C’était deux jours plus tard, le 2 juillet 2004 : était-ce une coïncidence ? Le président de la République Jacques Chirac rencontre le président du Conseil Silvio Berlusconi à l’occasion du 23e sommet franco-italien. Il eût mieux valu alors faire silence face à la question qu’un journaliste avide de provocation ne manqua pas de poser autour de l’affaire.

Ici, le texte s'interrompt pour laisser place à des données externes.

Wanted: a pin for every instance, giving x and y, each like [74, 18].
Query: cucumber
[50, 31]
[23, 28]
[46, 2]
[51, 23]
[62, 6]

Faire silence, car la Cour de cassation était saisie et devait pouvoir se pencher sur ce dossier à l’abri de toutes pressions... Et les quelques mots prononcés alors furent affligeants : une modification de la loi italienne justifierait que la France revînt sur vingt ans d’asile ! Alors qu’il est reconnu, par l’ex-procureur Armando Spataro lui-même, qu’aucun nouveau procès ne se tiendra en cas d’extradition de ces exilés qui seront directement emprisonnés à vie ; que sur ce point essentiel, rien n’a donc été modifié, et que la CEDH (Convention européenne des droits de l’homme) n’a jamais validé la procédure de contumacia, bien au contraire. Et surtout, comment justifier soudain de jeter aux orties vingt années d’asile, alors que Jacques Chirac fut Premier ministre, puis président de la République, sans avoir jamais exprimé la moindre réserve sur l’accueil accordé et consolidé jour après jour pendant vingt ans ?

Notre pays serait alors déshonoré.

Par
Irène TERREL et Jean-Jacques de FELICE avocats de Cesare Battisti.